LOA 18 feet (5.46 metres)
Beam 46 inches (1.17 metres)
Homebuilt by Arthur Pretty (Christchurch) and launched 30 Sept 2007
Recreational rowing in purpose built rowboats (pulling boats) has been a boating concept for exercise and excursions that has held an appeal for me for a long time. I have also been interested in and sort of fascinated by boat shape, design and methods of construction particularly with wood. To build a boat was a dream.
After seeing a few pulling boats at the Lake Rotoiti (Nelson Lakes) Classic Boat Show around 2002, in particular one ( a Gardner/Herreshoff ) built by Don Currie with length, low freeboard and shape that appealed, I obtained John Gardner’s book from the library ‘Building Classic Small Craft’. I found and studied the article/chapter on the ‘Herreshoff Rowboat ‘. Gardner had drawn his plans based on an original L F Herreshoff rowboat design and provides offsets/cross section measurements.
Some years later when I had time on my hands, I drew to scale the offsets and realised then that I had a start by being able to make patterns for cross section frames. This I proceeded to do building 5 frames by laminating each frame with 3 thicknesses of kauri recycled from an old set of kitchen cupboard drawers. (This was a departure from Gardners construction method with 46 separate small rib frames 23 per side.)
The next hurdle was setting up a work station to really build the boat.
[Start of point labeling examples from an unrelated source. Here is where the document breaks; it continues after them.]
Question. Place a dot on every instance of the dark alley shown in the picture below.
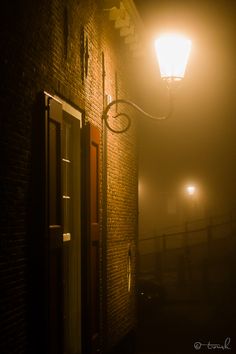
(117, 182)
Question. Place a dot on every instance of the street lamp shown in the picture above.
(191, 190)
(172, 54)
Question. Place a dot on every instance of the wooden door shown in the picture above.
(54, 241)
(92, 242)
(63, 229)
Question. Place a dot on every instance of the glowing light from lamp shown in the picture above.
(191, 189)
(172, 54)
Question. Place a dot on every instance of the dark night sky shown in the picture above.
(199, 142)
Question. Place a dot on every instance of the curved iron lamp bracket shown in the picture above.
(105, 115)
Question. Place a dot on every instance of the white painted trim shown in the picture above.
(66, 107)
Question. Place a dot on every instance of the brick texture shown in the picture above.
(41, 50)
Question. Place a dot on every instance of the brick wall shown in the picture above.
(41, 50)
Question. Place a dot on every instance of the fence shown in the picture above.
(196, 262)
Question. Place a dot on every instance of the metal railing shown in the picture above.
(196, 262)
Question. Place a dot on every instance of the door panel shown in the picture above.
(62, 215)
(54, 244)
(91, 197)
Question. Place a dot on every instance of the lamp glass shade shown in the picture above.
(172, 54)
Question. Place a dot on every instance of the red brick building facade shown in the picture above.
(60, 60)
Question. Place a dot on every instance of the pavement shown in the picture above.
(183, 328)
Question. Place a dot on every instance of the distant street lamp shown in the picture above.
(191, 190)
(172, 54)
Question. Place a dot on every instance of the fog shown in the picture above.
(197, 144)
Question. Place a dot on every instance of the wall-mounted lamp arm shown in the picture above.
(127, 117)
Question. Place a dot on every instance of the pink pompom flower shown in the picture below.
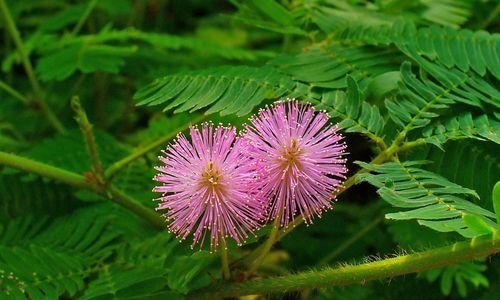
(209, 187)
(302, 157)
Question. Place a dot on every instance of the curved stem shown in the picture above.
(140, 151)
(86, 127)
(353, 239)
(358, 274)
(268, 245)
(14, 33)
(80, 181)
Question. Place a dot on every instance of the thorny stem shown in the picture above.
(81, 181)
(16, 37)
(142, 150)
(86, 127)
(226, 274)
(358, 274)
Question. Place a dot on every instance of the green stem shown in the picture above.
(140, 151)
(7, 88)
(86, 127)
(84, 17)
(381, 158)
(268, 244)
(226, 274)
(358, 274)
(44, 170)
(14, 33)
(137, 208)
(80, 181)
(353, 239)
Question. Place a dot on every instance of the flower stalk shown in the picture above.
(86, 127)
(358, 274)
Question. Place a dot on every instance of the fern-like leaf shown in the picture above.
(56, 261)
(327, 67)
(354, 114)
(421, 98)
(431, 199)
(464, 49)
(226, 90)
(463, 127)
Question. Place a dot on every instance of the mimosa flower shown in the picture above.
(303, 159)
(208, 187)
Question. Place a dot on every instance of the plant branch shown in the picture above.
(142, 150)
(226, 274)
(268, 245)
(86, 127)
(381, 158)
(80, 181)
(88, 10)
(9, 90)
(14, 33)
(353, 239)
(358, 274)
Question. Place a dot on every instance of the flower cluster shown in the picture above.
(287, 162)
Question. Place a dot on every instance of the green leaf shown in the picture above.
(429, 198)
(275, 11)
(463, 126)
(185, 274)
(464, 49)
(422, 99)
(496, 200)
(477, 224)
(61, 64)
(352, 111)
(327, 67)
(228, 90)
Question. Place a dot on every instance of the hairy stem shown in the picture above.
(353, 239)
(88, 10)
(16, 37)
(140, 151)
(381, 158)
(269, 243)
(226, 274)
(86, 127)
(80, 181)
(358, 274)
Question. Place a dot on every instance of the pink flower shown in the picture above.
(302, 157)
(208, 187)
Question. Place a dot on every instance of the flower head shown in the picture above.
(208, 187)
(302, 157)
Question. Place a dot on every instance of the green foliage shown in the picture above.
(420, 99)
(459, 275)
(431, 199)
(228, 90)
(463, 127)
(354, 114)
(327, 67)
(464, 49)
(412, 85)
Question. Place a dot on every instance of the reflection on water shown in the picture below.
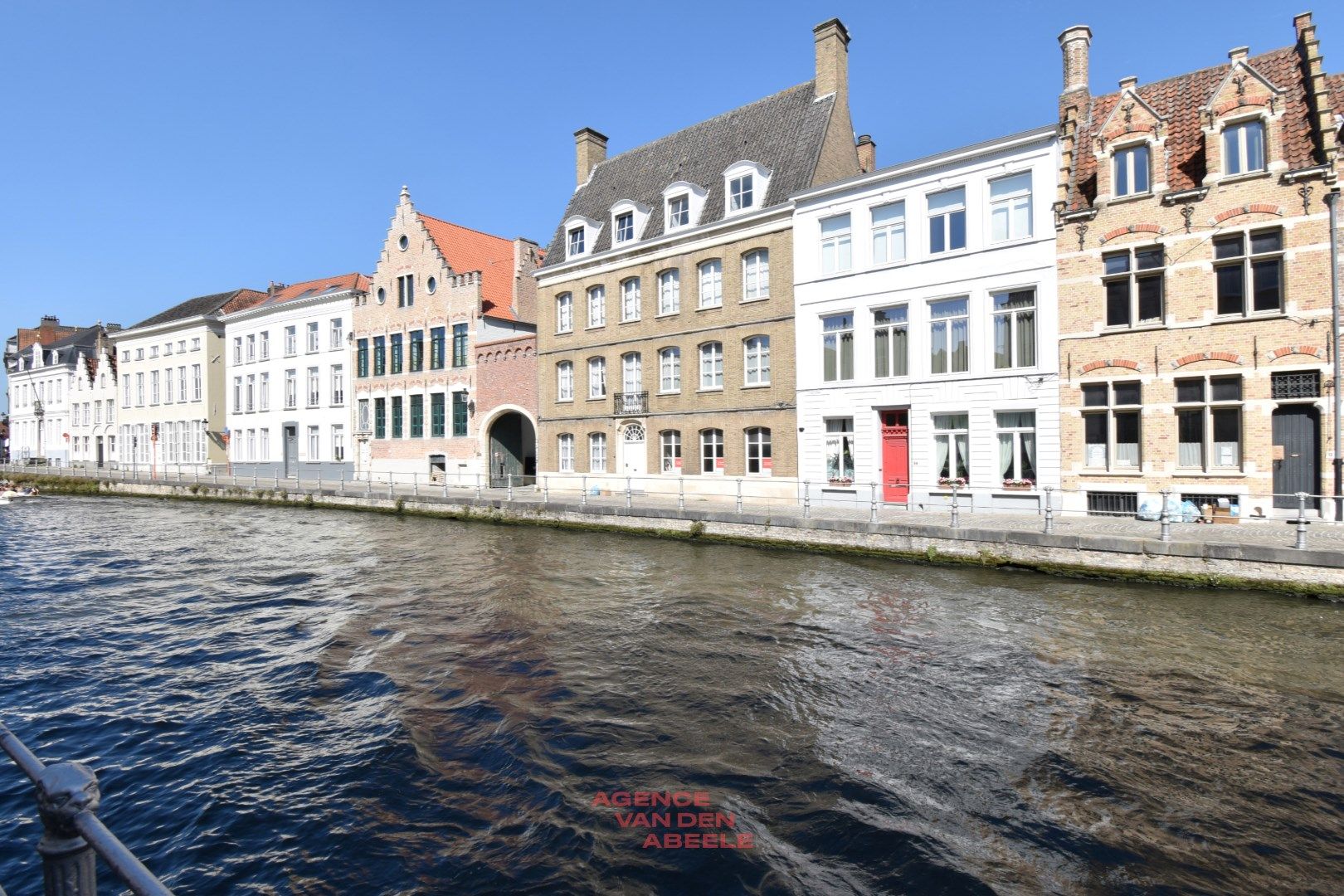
(318, 702)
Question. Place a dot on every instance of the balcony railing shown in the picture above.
(632, 402)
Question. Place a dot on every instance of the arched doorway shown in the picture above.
(513, 450)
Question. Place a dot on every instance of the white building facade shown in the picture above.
(928, 328)
(288, 373)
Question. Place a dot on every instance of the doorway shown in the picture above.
(895, 457)
(1298, 455)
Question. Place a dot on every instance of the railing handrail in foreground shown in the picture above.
(71, 833)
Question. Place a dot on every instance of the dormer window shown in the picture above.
(1132, 171)
(1244, 147)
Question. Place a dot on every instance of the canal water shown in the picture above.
(314, 702)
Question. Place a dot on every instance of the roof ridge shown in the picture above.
(704, 121)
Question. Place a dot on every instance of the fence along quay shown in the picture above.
(1248, 547)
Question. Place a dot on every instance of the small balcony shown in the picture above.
(632, 403)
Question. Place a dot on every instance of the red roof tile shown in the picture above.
(470, 250)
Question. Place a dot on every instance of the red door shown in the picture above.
(895, 457)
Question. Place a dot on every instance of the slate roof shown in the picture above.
(214, 304)
(1179, 100)
(470, 250)
(782, 132)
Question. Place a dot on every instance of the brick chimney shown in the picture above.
(589, 149)
(867, 153)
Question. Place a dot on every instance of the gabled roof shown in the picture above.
(470, 250)
(1179, 102)
(782, 132)
(214, 304)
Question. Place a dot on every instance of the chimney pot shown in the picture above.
(1075, 42)
(589, 149)
(867, 153)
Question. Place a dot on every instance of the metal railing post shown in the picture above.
(1301, 522)
(1166, 518)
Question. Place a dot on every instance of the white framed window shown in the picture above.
(711, 451)
(670, 370)
(838, 348)
(711, 284)
(711, 366)
(949, 345)
(756, 275)
(1015, 328)
(1010, 207)
(566, 451)
(836, 253)
(760, 462)
(670, 292)
(1016, 446)
(597, 305)
(947, 221)
(952, 448)
(1131, 171)
(889, 234)
(756, 351)
(670, 451)
(631, 299)
(565, 314)
(597, 451)
(597, 377)
(565, 382)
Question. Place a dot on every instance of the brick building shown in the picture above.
(665, 334)
(1194, 280)
(446, 353)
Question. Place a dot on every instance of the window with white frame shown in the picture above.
(1016, 446)
(949, 343)
(670, 450)
(1112, 425)
(1209, 422)
(565, 382)
(836, 253)
(889, 232)
(1015, 328)
(597, 377)
(952, 448)
(840, 450)
(711, 284)
(670, 370)
(756, 275)
(563, 314)
(838, 348)
(1132, 173)
(711, 451)
(756, 351)
(947, 221)
(566, 450)
(597, 451)
(890, 342)
(1010, 207)
(760, 462)
(631, 299)
(597, 305)
(711, 366)
(1244, 147)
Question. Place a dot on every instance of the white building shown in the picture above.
(93, 406)
(42, 381)
(926, 329)
(171, 377)
(288, 371)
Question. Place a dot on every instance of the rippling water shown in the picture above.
(314, 702)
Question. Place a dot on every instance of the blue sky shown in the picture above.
(162, 151)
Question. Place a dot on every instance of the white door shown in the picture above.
(632, 450)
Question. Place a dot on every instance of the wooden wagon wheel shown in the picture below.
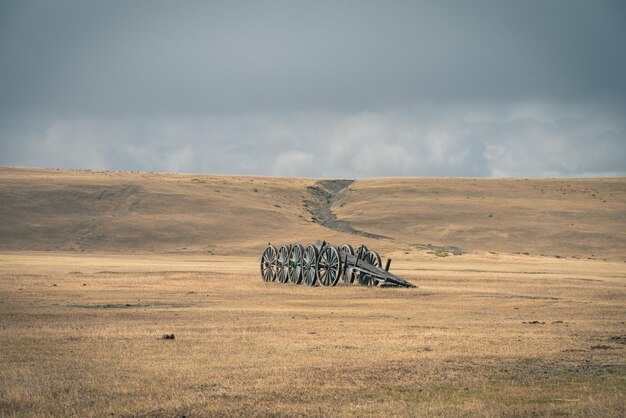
(372, 258)
(295, 263)
(268, 263)
(309, 265)
(348, 273)
(328, 266)
(361, 250)
(282, 264)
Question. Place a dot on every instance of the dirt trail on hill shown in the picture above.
(320, 202)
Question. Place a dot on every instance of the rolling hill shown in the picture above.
(89, 211)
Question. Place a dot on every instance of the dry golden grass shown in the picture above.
(95, 267)
(460, 344)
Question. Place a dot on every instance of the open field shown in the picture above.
(96, 267)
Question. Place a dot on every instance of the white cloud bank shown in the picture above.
(521, 140)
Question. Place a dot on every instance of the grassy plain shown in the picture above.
(489, 332)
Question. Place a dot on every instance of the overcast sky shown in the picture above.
(312, 88)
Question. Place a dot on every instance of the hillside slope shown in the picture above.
(71, 210)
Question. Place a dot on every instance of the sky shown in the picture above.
(349, 89)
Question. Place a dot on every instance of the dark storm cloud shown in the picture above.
(407, 87)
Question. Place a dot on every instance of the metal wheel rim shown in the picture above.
(295, 263)
(328, 266)
(309, 265)
(282, 272)
(348, 274)
(268, 264)
(361, 251)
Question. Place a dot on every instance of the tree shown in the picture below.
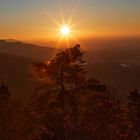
(73, 106)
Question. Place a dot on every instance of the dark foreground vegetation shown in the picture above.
(69, 105)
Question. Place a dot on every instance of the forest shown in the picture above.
(68, 104)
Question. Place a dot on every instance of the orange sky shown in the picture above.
(34, 20)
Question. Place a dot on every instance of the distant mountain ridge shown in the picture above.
(15, 47)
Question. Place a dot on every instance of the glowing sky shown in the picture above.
(33, 19)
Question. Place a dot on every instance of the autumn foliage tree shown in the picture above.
(70, 105)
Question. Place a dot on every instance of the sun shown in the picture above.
(65, 30)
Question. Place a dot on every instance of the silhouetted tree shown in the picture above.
(69, 105)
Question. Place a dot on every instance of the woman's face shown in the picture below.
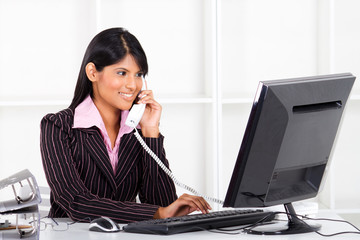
(117, 85)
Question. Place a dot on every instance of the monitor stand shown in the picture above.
(294, 226)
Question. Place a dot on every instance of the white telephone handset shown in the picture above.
(133, 120)
(136, 112)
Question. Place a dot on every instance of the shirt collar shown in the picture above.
(87, 115)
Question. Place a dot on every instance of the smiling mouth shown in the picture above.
(126, 94)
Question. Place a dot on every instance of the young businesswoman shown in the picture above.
(93, 163)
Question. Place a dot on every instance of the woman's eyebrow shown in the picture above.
(120, 68)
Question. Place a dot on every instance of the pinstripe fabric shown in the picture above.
(81, 178)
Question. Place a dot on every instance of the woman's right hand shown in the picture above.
(184, 205)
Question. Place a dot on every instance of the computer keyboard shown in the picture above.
(196, 222)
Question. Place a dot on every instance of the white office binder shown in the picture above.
(25, 189)
(21, 206)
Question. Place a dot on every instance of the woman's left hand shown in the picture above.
(149, 123)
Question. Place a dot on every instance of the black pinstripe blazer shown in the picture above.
(82, 182)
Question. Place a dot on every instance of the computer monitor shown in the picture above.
(287, 143)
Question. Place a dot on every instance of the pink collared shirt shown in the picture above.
(87, 115)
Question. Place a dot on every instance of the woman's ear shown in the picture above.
(91, 71)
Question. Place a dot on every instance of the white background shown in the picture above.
(205, 57)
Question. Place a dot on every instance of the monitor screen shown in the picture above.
(288, 140)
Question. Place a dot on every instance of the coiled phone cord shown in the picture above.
(169, 173)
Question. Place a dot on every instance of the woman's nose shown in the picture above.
(130, 83)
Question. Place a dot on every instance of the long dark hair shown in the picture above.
(106, 48)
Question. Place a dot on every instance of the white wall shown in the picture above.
(206, 58)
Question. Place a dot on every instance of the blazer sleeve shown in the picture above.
(157, 186)
(68, 190)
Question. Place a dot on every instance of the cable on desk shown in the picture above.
(262, 222)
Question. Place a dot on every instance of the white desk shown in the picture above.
(79, 231)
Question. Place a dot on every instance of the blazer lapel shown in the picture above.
(128, 156)
(97, 150)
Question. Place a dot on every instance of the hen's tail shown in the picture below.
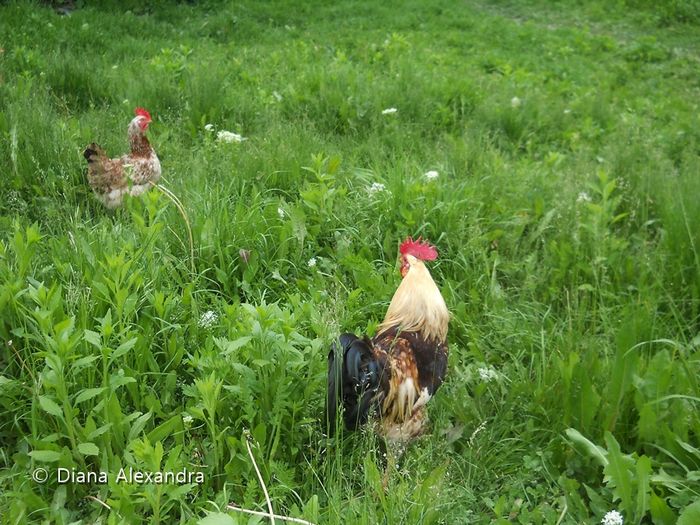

Wayne Foley in Blenheim helped by simply saying “Just glue (epoxy resin) your wooden work stools to the concrete floor of your garage, set up and fix 2 parallel bearers, set up customwood moulds and sister your kauri frames to these…”. So, my vehicle was evicted to weather the elements and construction proper commenced.
I was never sure that I was not wasting a whole heap of my time until the boat was lifted off the moulds and set down right way up. Then I could see with much satisfaction that this project was on course. Up until then, being built upside down it didn’t look pretty. I had taken liberties changing shape of bow and stern and created increased sheer to the bow. Had I made a mistake somewhere or would there be a twist in the hull?
Incidentally, each ply plank required 2 scarf joints (12:1). Each corresponding pair of planks (starboard/port) took me about a full week to shape a pattern out of thinline customwood, transfer this pattern to ply, shape and glue up scarfs, bevel one continuous edge for a 20 mm plank overlap, bevel the face of kauri frames and finally screw and glue fix.
After that it was progress bit by bit doing outer stems, seat risers and gunwales (some good curves here requiring persuasion to bend kauri with steam/hot water), designing and making seats (thwarts). And of course painting and varnishing.
Bee’s Knees is rowed regularly most weeks on the Christchurch Estuary and occasionally at Lyttelton, Lake Rotoiti and Waikawa Bay.
Thanks to Don Currie for rowlocks (bronze offset fork type) and instruction on making a really nice set of curved blade balanced oars that ideally complement the boat.
Bee’s Knees was awarded the trophy for Best Non Powered Boat at the Rotoiti Classic Boat Show 2008. Wooden Boat magazine published a photo in the Launchings section – magazine # 207.